Kendati demikian, saya juga mengakui bahwa apabila hanya mengandalkan
niat seperti pada kaidah di atas, tetapi tidak adanya dasar yang kuat,
maka hal tersebut juga berpeluang untuk dikatakan sebagai ibadah yang
sia-sia.
Berdasarkan adanya polemik ini, saya lebih cenderung untuk mengambil
jalan tengah bahwa sekecil apa pun kebaikan yang kita lakukan, pasti
Allah memberikan balasan yang berlipat ganda, lihat dalam Q.S. an-Nisa
[4: 20]. Selain itu selama bacaan-bacaan, gaya dan gerak gerik ibadah
tersebut dilakukan tidak berbeda dengan bacaan-bacaan, gaya dan gerak
gerik seperti dalam ibadah
mahdhah, maka menurut hemat saya juga
bukan merupakan ibadah yang sia-sia. Begitu juga dengan amalan-amalan
yang lain seperti yang disebutkan sebelumnya.
Satu hal yang membuat saya lebih cenderung dan mantap untuk membolehkan
ibadah yang tetapi tidak ada tuntunan dan tuntutan dari Allah dan Nabi,
bahwa dengan melakukan ibadah tersebut tidak ada dampak yang
mempengaruhi kualitas iman seseorang kepada Allah dan tidak ada pula
dampak berupa penyakit yang timbul hanya karena melakukan ibadah
tersebut.
Berbeda halnya, apabila ibadah tersebut dilakukan akan membuat syirik
atau dilakukannya ibadah itu dapat menimbulkan penyakit, maka tentunya
tidak boleh dilakukan.
Saya yakin kecenderungan saya ini, banyak yang tidak sependapat, tetapi
Insya Allah alasan yang saya kemukakan termasuk hal yang logis.

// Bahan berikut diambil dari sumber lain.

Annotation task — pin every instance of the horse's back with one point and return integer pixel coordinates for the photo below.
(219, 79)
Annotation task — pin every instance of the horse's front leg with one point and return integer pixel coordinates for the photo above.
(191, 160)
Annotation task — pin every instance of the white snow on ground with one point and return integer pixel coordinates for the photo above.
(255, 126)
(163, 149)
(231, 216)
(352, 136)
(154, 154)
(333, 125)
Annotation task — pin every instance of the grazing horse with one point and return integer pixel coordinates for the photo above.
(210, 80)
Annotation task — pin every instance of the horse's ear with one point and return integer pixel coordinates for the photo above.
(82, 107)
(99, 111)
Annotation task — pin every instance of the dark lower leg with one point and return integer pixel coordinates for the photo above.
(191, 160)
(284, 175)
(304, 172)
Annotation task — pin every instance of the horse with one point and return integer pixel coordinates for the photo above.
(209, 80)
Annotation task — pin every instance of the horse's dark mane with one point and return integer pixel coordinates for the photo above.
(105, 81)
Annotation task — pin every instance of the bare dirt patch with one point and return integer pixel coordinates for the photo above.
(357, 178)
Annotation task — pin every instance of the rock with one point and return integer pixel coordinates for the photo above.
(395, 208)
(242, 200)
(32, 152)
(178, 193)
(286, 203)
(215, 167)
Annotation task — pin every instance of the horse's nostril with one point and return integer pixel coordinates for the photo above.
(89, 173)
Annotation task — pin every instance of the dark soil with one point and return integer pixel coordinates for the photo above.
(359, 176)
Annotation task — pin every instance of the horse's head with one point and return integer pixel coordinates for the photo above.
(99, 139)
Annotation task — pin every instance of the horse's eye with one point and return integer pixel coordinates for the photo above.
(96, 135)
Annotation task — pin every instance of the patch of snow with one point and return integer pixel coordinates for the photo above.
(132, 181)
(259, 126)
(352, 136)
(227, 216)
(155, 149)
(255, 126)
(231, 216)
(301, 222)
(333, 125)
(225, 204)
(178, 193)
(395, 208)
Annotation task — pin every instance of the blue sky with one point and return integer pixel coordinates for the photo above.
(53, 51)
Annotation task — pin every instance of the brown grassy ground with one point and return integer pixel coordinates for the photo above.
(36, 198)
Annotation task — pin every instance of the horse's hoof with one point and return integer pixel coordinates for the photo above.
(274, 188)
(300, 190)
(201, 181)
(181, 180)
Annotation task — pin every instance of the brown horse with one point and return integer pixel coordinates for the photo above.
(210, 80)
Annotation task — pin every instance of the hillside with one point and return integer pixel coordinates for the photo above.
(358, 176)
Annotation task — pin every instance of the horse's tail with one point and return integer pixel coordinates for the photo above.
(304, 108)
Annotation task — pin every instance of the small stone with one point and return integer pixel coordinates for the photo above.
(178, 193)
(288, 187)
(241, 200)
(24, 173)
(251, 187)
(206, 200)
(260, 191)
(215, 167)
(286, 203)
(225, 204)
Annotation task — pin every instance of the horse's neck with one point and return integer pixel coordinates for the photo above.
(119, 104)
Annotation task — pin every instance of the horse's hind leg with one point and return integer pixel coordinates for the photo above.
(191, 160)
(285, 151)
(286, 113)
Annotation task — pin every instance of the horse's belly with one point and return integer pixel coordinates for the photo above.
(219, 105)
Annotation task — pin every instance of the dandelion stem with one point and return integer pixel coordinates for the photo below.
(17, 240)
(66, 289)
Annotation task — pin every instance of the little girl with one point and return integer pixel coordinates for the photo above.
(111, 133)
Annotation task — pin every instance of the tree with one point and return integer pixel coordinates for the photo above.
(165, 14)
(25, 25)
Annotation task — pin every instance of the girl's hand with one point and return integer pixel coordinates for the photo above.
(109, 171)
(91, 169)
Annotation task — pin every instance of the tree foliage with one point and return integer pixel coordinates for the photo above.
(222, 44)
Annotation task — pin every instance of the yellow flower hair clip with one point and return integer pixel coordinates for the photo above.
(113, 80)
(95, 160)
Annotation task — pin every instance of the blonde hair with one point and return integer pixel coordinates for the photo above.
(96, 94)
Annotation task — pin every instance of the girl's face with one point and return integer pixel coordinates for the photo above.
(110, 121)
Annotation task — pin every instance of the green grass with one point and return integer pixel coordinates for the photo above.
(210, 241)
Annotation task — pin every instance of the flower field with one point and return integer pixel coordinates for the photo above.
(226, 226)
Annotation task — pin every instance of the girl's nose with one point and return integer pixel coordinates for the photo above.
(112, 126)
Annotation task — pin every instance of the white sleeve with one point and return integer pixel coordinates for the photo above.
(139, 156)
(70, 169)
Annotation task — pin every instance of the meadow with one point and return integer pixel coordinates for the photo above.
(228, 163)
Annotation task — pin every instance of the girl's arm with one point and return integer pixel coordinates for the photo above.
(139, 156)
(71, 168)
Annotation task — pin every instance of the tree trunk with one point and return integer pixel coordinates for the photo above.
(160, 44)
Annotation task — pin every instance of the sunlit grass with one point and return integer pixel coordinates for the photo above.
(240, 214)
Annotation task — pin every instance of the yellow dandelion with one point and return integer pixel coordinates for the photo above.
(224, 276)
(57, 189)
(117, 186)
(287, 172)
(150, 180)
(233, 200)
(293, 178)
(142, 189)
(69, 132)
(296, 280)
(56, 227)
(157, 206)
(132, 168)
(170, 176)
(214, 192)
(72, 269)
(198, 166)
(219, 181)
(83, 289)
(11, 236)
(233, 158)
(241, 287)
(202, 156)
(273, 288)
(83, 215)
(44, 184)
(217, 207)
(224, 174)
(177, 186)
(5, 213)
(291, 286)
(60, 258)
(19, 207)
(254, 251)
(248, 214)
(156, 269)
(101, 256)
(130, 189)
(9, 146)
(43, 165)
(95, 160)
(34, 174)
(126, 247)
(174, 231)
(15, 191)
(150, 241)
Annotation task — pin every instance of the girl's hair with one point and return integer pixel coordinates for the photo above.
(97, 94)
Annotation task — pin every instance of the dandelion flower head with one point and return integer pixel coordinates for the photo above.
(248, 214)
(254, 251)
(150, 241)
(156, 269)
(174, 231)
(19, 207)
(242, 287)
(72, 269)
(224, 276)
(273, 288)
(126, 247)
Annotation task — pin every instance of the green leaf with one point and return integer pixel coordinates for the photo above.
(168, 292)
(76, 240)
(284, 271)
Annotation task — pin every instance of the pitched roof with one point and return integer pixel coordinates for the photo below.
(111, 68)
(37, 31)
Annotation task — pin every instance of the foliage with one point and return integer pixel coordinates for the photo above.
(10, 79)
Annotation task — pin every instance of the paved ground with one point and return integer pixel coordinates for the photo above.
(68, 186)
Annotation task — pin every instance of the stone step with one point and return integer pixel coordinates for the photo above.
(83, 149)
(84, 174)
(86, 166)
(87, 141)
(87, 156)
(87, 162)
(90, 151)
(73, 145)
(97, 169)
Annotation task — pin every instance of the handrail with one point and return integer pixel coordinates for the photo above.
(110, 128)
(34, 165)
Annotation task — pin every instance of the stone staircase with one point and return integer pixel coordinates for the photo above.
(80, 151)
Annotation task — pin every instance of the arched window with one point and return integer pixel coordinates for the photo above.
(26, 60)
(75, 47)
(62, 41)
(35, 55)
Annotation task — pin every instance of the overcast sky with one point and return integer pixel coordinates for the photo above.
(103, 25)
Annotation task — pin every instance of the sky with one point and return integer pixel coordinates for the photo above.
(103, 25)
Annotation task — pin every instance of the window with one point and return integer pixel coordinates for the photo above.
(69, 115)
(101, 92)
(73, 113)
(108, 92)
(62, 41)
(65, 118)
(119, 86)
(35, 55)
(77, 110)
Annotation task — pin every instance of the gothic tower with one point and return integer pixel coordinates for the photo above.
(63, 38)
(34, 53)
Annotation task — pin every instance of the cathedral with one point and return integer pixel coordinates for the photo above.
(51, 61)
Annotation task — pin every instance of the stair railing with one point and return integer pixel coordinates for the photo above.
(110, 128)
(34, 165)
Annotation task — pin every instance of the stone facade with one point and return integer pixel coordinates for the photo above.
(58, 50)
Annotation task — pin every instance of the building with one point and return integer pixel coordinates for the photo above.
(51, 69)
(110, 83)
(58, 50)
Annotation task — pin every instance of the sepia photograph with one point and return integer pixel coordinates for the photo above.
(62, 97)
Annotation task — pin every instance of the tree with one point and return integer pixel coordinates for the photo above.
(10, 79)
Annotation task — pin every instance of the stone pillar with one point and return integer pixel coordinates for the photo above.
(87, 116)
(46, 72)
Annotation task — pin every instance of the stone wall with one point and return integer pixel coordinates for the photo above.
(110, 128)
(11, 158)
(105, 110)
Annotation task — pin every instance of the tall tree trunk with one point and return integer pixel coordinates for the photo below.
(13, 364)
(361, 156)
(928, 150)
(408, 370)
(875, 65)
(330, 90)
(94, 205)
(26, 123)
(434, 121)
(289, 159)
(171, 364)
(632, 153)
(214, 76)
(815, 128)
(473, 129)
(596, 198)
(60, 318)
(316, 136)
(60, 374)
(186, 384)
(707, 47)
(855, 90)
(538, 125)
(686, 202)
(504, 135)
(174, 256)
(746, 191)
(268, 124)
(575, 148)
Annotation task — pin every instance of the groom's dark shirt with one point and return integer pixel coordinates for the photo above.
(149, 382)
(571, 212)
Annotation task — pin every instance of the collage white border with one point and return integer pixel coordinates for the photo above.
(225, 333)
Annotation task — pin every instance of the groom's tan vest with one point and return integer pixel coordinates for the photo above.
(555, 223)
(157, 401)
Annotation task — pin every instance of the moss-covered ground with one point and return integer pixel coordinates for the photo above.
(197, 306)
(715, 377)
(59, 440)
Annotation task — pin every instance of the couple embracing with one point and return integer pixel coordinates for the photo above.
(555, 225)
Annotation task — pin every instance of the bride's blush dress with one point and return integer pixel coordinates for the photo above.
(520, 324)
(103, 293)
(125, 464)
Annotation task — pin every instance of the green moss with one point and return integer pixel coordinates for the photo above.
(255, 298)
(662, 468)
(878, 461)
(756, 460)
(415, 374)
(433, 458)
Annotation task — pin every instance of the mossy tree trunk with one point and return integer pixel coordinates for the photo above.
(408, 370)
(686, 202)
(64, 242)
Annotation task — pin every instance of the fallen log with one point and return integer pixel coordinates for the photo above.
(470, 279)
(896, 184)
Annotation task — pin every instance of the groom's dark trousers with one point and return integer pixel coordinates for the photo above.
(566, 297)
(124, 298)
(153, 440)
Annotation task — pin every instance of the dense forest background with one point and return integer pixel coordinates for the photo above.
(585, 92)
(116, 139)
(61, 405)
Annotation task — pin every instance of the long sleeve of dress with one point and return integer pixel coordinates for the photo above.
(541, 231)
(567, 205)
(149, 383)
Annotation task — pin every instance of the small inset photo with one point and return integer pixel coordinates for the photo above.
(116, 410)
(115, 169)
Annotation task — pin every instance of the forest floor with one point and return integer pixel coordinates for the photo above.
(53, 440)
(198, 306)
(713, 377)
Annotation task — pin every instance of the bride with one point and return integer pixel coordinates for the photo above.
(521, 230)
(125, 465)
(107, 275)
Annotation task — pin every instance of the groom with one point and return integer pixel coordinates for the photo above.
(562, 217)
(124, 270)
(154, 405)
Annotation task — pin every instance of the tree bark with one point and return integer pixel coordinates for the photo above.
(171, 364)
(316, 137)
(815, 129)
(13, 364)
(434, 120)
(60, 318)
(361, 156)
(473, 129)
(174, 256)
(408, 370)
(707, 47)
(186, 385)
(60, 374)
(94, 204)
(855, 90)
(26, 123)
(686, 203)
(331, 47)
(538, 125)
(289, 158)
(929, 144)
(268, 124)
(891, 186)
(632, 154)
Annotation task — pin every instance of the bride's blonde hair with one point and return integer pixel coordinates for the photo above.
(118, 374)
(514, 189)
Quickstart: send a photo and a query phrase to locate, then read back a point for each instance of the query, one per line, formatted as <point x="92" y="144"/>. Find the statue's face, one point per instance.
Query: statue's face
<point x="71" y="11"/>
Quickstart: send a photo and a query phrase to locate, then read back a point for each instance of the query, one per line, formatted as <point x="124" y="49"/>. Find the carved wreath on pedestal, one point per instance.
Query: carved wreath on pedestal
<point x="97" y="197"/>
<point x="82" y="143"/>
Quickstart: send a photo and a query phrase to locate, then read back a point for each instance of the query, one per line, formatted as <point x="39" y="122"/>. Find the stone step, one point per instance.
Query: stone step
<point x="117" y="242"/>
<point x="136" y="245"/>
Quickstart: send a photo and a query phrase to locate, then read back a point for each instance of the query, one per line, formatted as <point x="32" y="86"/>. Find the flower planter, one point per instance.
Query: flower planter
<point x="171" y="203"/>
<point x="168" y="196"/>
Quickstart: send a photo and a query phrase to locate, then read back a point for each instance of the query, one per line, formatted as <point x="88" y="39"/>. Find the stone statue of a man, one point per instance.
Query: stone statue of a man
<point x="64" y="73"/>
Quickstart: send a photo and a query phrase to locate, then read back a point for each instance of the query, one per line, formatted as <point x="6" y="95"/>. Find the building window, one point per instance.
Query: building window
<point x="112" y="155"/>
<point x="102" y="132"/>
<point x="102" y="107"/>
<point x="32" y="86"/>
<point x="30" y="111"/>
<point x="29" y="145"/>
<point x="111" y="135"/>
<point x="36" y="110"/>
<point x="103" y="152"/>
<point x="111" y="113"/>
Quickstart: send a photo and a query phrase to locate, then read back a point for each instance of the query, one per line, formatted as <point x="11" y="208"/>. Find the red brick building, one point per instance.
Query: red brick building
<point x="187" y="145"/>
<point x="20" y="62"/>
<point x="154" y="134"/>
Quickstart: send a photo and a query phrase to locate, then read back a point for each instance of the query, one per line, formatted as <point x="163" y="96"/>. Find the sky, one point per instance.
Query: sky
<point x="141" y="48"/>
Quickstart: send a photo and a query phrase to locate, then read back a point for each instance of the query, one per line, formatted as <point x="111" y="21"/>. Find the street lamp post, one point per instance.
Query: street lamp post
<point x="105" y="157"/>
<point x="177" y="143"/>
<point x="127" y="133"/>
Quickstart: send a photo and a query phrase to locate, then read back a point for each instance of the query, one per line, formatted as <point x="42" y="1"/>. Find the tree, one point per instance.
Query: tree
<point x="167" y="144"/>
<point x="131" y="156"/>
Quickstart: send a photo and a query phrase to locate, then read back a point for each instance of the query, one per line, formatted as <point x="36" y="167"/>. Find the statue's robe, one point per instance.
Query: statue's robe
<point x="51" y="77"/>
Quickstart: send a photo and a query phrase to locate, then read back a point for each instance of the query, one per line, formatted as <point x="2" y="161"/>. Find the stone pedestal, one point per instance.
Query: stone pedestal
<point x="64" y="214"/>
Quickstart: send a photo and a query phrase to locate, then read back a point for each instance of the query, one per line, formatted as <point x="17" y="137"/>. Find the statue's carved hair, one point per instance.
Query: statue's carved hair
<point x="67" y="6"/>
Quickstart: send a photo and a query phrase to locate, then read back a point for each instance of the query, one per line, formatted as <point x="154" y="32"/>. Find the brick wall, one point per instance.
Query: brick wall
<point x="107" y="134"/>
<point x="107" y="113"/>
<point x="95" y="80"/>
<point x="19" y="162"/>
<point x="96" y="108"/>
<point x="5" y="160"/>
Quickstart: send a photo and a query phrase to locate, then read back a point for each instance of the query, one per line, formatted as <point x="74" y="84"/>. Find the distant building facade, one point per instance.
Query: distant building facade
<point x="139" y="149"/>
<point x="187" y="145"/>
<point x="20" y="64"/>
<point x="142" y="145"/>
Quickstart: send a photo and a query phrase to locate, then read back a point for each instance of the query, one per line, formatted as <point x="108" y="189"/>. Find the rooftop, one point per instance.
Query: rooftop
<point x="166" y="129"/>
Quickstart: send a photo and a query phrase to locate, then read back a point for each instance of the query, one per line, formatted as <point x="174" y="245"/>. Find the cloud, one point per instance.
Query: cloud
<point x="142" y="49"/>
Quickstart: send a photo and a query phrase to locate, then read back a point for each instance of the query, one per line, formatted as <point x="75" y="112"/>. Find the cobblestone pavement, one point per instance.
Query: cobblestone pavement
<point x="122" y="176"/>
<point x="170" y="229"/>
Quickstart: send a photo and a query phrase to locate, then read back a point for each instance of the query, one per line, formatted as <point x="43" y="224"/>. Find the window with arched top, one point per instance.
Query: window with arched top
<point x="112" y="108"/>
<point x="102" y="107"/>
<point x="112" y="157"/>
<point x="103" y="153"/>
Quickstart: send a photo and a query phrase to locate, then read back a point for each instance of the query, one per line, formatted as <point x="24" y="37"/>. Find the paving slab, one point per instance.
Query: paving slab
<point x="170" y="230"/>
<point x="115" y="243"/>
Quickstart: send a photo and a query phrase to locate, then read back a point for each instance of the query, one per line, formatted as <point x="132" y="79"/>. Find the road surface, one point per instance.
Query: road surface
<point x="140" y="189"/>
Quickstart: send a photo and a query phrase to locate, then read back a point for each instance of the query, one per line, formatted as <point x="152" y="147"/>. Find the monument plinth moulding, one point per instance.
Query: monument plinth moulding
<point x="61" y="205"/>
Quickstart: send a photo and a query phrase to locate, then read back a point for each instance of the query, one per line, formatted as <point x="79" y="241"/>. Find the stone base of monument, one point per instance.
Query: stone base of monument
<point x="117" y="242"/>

Selanjutnya kaidah yang kedua adalah :
۲ .طَهَارَةُ الْأَحْدَاثِ لَا تَتَوَقَّتْ.
“
Suci dari hadas tidak ada batas waktu”.
Maksud dari kaidah ini adalah apabila seseorang telah bersuci baik dari
hadas besar maupun kecil, maka tetap ia dalam keadaan suci selama tidak
ada hal-hal yang meyakinkan bahwa ia batal. Contohnya seperti seseorang
yang telah berwudhu, dan selama ia tidak merasa yakin akan batalnya dari
wudhu tersebut dan tidak ada pula indikasi-indikasi yang meyakinkan
batalnya wudhu, maka ia tetap dalam keadaan suci. Kaidah ini dapat
dikaitkan dengan kaidah fikih yang lain seperti yang dikemukakan pada
artikel sebelumnya, yaitu :
الْيَقِيْنُ لَايُزَالُ بِاشَّكِ.
“
Keyakinan tidak dapat dihilangkan dengan keraguan”.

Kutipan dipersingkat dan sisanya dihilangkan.